D’après Jean-Paul Burdy, la fréquentation chute en une semaine de 80%. Le boycott est ruineux pour la régie de l’Est:
«Le S-Bahn-Ouest ne retrouvera jamais sa clientèle: 500.000 voyageurs par jour en moyenne avant le Mur, quelques dizaines de milliers après, à peine 10.000 après la grève de 1980 [...] Pour la Reichsbahn, le prix est de plus en plus élevé pour maintenir, à Berlin-Ouest, le “drapeau de la RDA”.»
A la suite d’une grève en 1980, la régie de l’Est, exsangue, doit fermer 70 km de lignes du S-Bahn à l’Ouest, soit rien de moins que la moitié du réseau. Une partie de ces voies seront reprises par l’Ouest en 1984, avant qu’en 2002, le Ring soit enfin reconstitué et que le métro berlinois embrasse sa forme contemporaine.
Plan du réseau de la BVG en 2002, juste après la fermeture du Ring.
Warschauer Strasse en porte encore les stigmates
Comme le Mur qui n'est plus présent qu'en de rares endroits, la fracture souterraine de Berlin a été totalement résorbée, pour ne pas dire effacée. Les stations abandonnées ont retrouvé leur activité frénétique et Alexanderplatz ressemble plus à Châtelet-Les Halles qu'à un train fantôme. Seule une exposition gratuite dans les couloirs de la station Nordbahnhof entretient la flamme des Geisterbahnhöfe.

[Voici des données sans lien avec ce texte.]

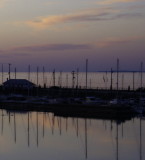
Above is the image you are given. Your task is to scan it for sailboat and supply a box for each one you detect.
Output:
[133,62,145,115]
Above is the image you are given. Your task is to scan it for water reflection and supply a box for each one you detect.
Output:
[0,110,145,160]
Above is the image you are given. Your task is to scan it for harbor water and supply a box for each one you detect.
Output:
[0,109,145,160]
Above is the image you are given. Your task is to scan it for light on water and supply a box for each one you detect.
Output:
[0,110,145,160]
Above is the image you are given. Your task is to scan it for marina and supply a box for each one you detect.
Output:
[0,109,145,160]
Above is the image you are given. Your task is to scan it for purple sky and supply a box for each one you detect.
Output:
[0,0,145,71]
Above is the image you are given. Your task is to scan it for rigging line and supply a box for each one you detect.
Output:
[21,114,27,136]
[131,119,139,152]
[30,112,36,136]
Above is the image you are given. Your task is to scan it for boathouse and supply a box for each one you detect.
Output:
[3,79,35,89]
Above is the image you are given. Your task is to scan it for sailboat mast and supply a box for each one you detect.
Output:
[2,64,4,84]
[117,59,119,98]
[15,68,17,79]
[110,68,113,91]
[86,59,88,89]
[28,65,30,81]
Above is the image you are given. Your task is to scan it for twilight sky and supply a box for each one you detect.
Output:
[0,0,145,71]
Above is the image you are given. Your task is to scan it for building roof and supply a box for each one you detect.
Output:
[3,79,35,87]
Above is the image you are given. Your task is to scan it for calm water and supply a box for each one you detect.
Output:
[0,72,145,89]
[0,110,145,160]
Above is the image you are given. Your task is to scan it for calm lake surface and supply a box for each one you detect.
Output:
[0,72,145,89]
[0,110,145,160]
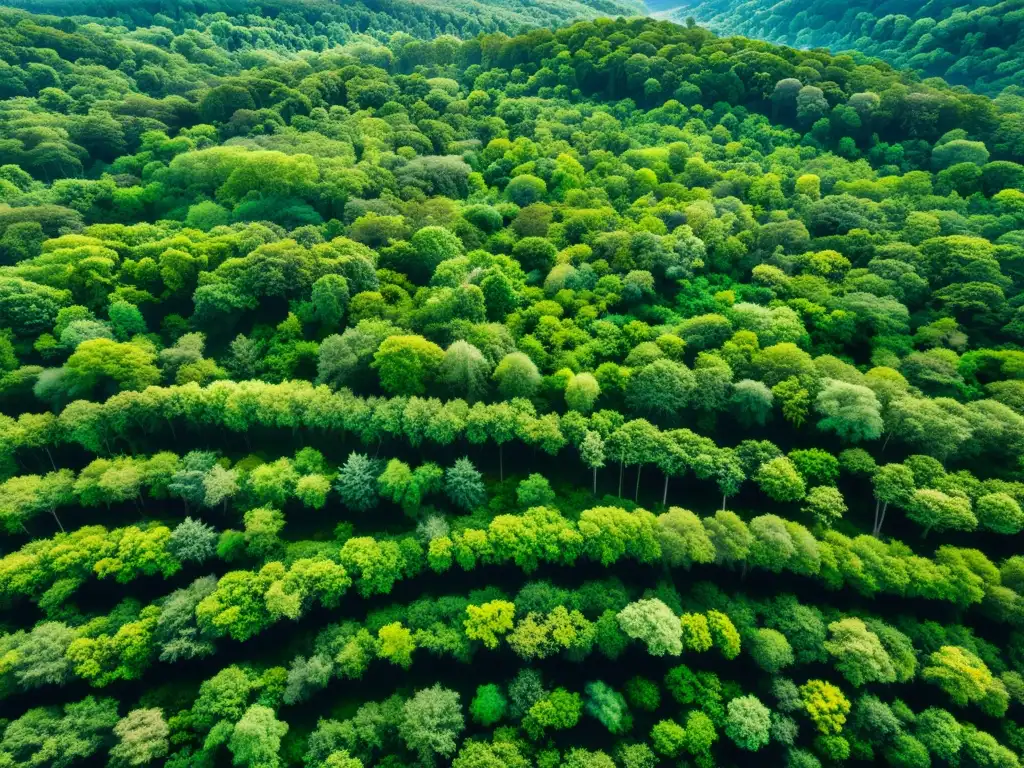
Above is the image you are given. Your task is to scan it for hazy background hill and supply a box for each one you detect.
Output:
[648,0,1024,94]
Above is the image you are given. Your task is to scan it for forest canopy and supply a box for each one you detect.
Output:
[663,0,1024,96]
[0,0,1024,768]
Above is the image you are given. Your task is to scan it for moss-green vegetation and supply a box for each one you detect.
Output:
[0,2,1024,768]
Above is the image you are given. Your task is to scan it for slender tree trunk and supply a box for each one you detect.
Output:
[881,429,893,454]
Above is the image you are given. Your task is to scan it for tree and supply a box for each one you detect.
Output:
[167,517,218,564]
[398,685,466,763]
[906,488,978,536]
[505,173,548,208]
[373,336,444,395]
[617,598,683,656]
[523,688,583,738]
[580,429,604,496]
[701,509,754,566]
[444,457,487,509]
[61,339,160,397]
[227,705,288,768]
[871,464,915,536]
[800,680,850,736]
[679,613,714,653]
[439,341,492,402]
[309,274,349,330]
[626,359,694,420]
[814,379,883,442]
[921,645,1010,717]
[494,352,541,399]
[463,600,515,650]
[0,696,118,768]
[565,373,601,414]
[108,299,146,341]
[824,616,896,687]
[584,680,633,733]
[746,628,794,676]
[657,507,716,568]
[725,695,771,752]
[335,452,378,512]
[515,472,555,509]
[377,622,416,670]
[650,720,686,758]
[12,622,76,688]
[801,485,847,528]
[111,709,170,765]
[975,493,1024,535]
[730,379,774,427]
[754,457,807,502]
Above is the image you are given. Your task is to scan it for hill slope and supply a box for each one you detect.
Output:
[0,10,1024,768]
[663,0,1024,95]
[5,0,644,43]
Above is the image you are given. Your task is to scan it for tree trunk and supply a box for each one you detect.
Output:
[880,429,893,454]
[874,502,889,536]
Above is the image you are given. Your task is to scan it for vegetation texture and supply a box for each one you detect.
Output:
[650,0,1024,96]
[0,0,1024,768]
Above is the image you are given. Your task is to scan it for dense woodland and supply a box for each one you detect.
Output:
[5,0,645,44]
[0,2,1024,768]
[663,0,1024,96]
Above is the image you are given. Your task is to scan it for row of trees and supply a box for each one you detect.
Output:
[676,0,1024,96]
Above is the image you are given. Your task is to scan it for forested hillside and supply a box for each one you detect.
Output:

Mais le vrai mémorial de cette Guerre froide souterraine pourrait se situer à la station Warschauer Strasse, sur ce pont interminable qu'empruntent chaque week-end des milliers de fêtards pour passer du U-Bahn au S-Bahn. 10 minutes de marche entre les quais d'une même station, comme un symbole de cette historique division entre les deux réseaux.
Reste un héritage fort de cette période: à Berlin, le tramway ne roule étonnamment qu'à l'Est. Sa carte ressemble davantage à celle d'un train de banlieue qu'à un transport de centre-ville.
Carte du réseau tram de la BVG, 2014.
Jugé ringard, le tramway a été abandonné par la RFA en 1953, qui préfère privilégier les autobus et surtout l'automobile. La RDA, faute de pouvoir produire assez de voitures, fera le choix de garder son vieux tramway. Avant qu'au tournant du siècle, ironie de l'histoire, ce moyen de transport ne revienne à la mode au nom de l'écologie et de la qualité de vie.
Aujourd'hui, le Mur a disparu mais les inégalités persistent: c'est à l'Est, dans les rues désormais très bourgeoises de Prenzlauer Berg, qu'on a le plus de chances de tomber à vélo, les roues prises dans un rail de tram.